Même si je suis radicalement opposé au passeport vaccinal, ce n’est pas la possibilité de télécharger les deux applications avant l’entrée en vigueur du passeport vaccinal qui m’irrite. Ça me semble logique, pour n’importe quelle mesure, bonne ou mauvaise, de ne pas attendre à la dernière minute pour fournir les instruments nécessaires à ceux qui auront à appliquer la mesure en question. Il serait bête de procéder autrement. Ce qui m’irrite, c’est que le décret ou l’arrêté se fasse attendre, alors qu’il aurait été facile de le promulguer en y précisant la date d’entrée en vigueur du dispositif. Comme si la parole des autorités politiques et sanitaires, telle que diffusée par les grands médias, avait force de loi. Comme si une page web, modifiable facilement, pouvait être considéré comme un texte à valeur juridique. Comme si la communication était en train de remplacer le droit. Même si les décrets et les arrêtés promulgués par le gouvernement sont assurément compatibles avec une part importante d’arbitraire (en plus d’être souvent difficilement lisibles, voire parfaitement obscurs, en raison des multiples renvois et amendements), cette substitution augmenterait vraisemblablement l’arbitraire du pouvoir qu’on exerce sur nous, le gouvernement étant alors libre de faire et de défaire, à volonté, par quelques mots prononcés à l’occasion d’un point de presse par exemple.

Ceci dit, qu’on se garde bien de réclamer une loi pour encadrer l’utilisation du passeport vaccinale.
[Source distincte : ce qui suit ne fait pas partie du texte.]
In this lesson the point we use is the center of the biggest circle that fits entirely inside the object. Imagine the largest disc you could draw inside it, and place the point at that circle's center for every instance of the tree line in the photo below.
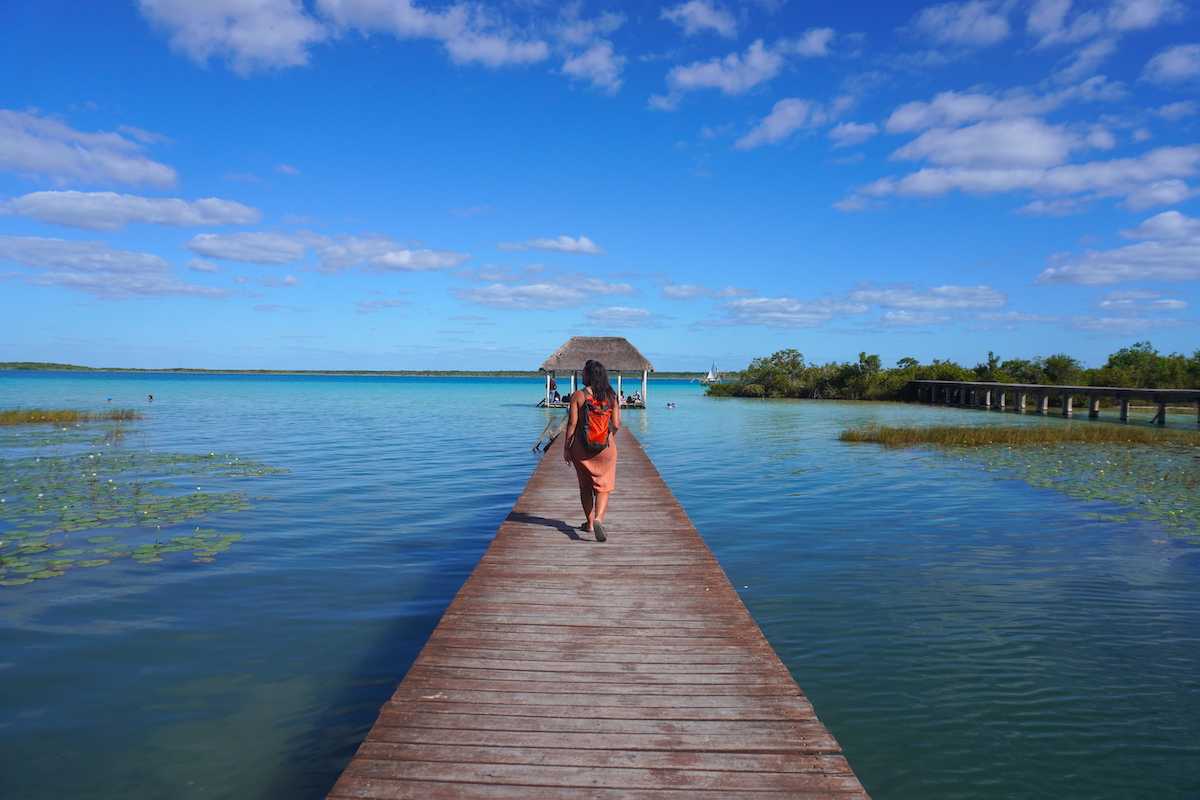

Cette loi serait indépendante de l’état d’urgence sanitaire, et ce serait ouvrir la porte à la pérennisation de ce dispositif de surveillance et de contrôle, même après la fin de l’état d’urgence sanitaire. Je renvoie ceux de mes lecteurs qui ne l’auraient pas lu à un précédent billet (Diktats sur le passeport vaccinal, décrets à venir et absence de loi) pour qu’ils prennent connaissance de ce danger.

***

Il se fait déjà tard. J’aurais aussi aimé analyser la liste des lieux exigeant le passeport vaccinal COVID-19. Je le ferai dans un autre billet, si du moins je trouve quelque chose d’utile et de pertinent à dire à ce sujet.